Figure 2. Figure 2. N-TER/siRNA nanoparticles efficiently transfects cells with minimal toxicity HeLa (A) and SK-N-SH (B) cells were seeded in 96-well plates at densities of 4,000 and 5,000 cells per well, respectively. Cells were then incubated at 37 °C, 5% CO2 for approximately 20 hours. The cells were subsequently transfected with 10 nM GAPDH siRNA, and complexed with N-TER and four other transfection reagents (C1 – C4). The cells were then incubated at 37 °C, 5% CO2 for 24 hours. Following transfection, the cells were harvested and assayed for gene expression and viability. Gene expression assays were performed using the QuantiGene® branched DNA (bDNA) assay. Viability assays were performed using Promega’s CellTiter-Glo™ Luminescent Cell Viability Assay.


Figure 3.

Figure 3. N-TER/siRNA nanoparticles can be used in reverse transfection assays. Three methods were tested for efficacy of delivery of 20 nM GAPDH siRNA into HeLa cells (A). In method 1, 10 μL of the N-TER/siRNA nanoparticle was spotted in the bottom of each well, then 100 μL of trypsinized cells was added. In method 2, the nanoparticle was diluted into 50 μL of growth medium and added to each well, then 50 μL of trypsinized cells was added. In method three the nanoparticle was diluted directly into the medium containing the trypsinized cells and then 100 μL of the nanoparticle-cell mixture added to each well. Method 3 was used to transfect HT-29 cells (B) at three different siRNA concentrations and three different cell densities. In both cases, cells were incubated at 37°C, 5% CO2 for 24 hours then harvested and assayed for gene expression and viability.

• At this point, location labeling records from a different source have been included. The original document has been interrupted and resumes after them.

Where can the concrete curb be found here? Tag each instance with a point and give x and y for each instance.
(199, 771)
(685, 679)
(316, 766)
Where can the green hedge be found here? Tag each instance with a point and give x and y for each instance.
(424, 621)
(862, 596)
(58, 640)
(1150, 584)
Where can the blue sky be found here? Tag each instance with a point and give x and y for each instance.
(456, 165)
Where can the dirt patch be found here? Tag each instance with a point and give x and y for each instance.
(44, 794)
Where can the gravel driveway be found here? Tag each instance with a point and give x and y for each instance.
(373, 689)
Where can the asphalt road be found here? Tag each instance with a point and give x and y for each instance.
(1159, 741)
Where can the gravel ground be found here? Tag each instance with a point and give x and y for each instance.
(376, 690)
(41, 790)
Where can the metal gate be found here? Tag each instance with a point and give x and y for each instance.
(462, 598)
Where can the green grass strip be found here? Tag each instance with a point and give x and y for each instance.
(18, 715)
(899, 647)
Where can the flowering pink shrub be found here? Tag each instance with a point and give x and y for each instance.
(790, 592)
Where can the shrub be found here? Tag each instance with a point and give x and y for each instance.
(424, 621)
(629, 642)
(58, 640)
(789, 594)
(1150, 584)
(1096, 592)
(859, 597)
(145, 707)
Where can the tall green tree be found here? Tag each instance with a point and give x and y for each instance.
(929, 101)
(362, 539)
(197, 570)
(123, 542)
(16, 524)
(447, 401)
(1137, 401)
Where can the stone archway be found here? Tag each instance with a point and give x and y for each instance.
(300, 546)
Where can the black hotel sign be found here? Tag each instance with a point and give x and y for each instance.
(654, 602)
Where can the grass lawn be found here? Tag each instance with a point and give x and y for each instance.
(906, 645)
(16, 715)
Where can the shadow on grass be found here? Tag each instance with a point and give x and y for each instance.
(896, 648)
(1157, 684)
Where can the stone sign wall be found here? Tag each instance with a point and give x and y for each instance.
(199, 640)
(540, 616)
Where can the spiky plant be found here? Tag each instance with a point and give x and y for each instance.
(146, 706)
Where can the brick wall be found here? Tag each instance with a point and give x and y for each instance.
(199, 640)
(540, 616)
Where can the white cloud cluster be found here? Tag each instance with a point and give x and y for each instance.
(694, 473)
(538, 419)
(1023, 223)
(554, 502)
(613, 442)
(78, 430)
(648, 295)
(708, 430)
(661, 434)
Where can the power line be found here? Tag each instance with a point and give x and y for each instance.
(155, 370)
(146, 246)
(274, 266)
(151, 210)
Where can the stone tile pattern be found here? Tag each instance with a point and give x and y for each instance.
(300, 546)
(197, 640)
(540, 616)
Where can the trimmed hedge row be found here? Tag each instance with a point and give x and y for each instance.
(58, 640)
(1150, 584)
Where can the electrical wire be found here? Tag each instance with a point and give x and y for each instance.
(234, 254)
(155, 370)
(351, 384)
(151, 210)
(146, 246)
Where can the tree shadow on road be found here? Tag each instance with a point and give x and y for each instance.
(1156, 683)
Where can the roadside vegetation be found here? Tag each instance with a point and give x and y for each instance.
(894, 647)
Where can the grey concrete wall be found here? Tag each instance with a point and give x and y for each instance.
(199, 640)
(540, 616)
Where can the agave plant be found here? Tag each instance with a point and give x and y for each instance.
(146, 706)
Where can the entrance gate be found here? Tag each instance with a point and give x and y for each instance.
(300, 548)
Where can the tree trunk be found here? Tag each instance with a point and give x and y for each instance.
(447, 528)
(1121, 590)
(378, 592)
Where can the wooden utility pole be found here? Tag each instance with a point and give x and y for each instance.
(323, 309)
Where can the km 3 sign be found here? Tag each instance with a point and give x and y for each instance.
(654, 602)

N-TER/siRNA nanoparticles rapidly deliver the siRNA into cells (Figure 4). Significant knockdown can be seen with as little as 30 minutes of exposure to the nanoparticles. In Figure 4, HeLa cells were transfected with 10 nM GAPDH siRNA using the standard N-TER protocol. After the indicated times, the medium containing N-TER/siRNA nanoparticles was replaced with fresh medium. Cells were harvested 24 hours later. Results show that significant knockdown is seen after a 30-minute exposure to the N-TER/siRNA nanoparticles. Knockdown increases as exposure time increases. Rapid delivery allows the user to optimize transfection conditions, finding a balance that maximizes target knockdown while minimizing cellular toxicity.

Figure 4.

Figure 4. N-TER/siRNA nanoparticles quickly deliver siRNA into cells. HeLa cells were transfected with 10 nM GAPDH siRNA using the standard transfection procedure described in Figure 2. Cells were incubated with transfection medium for the indicated times. At the end of the indicated incubation periods, the transfection medium was replaced with fresh growth medium. After 24 hours, cell were harvested and assayed for gene expression.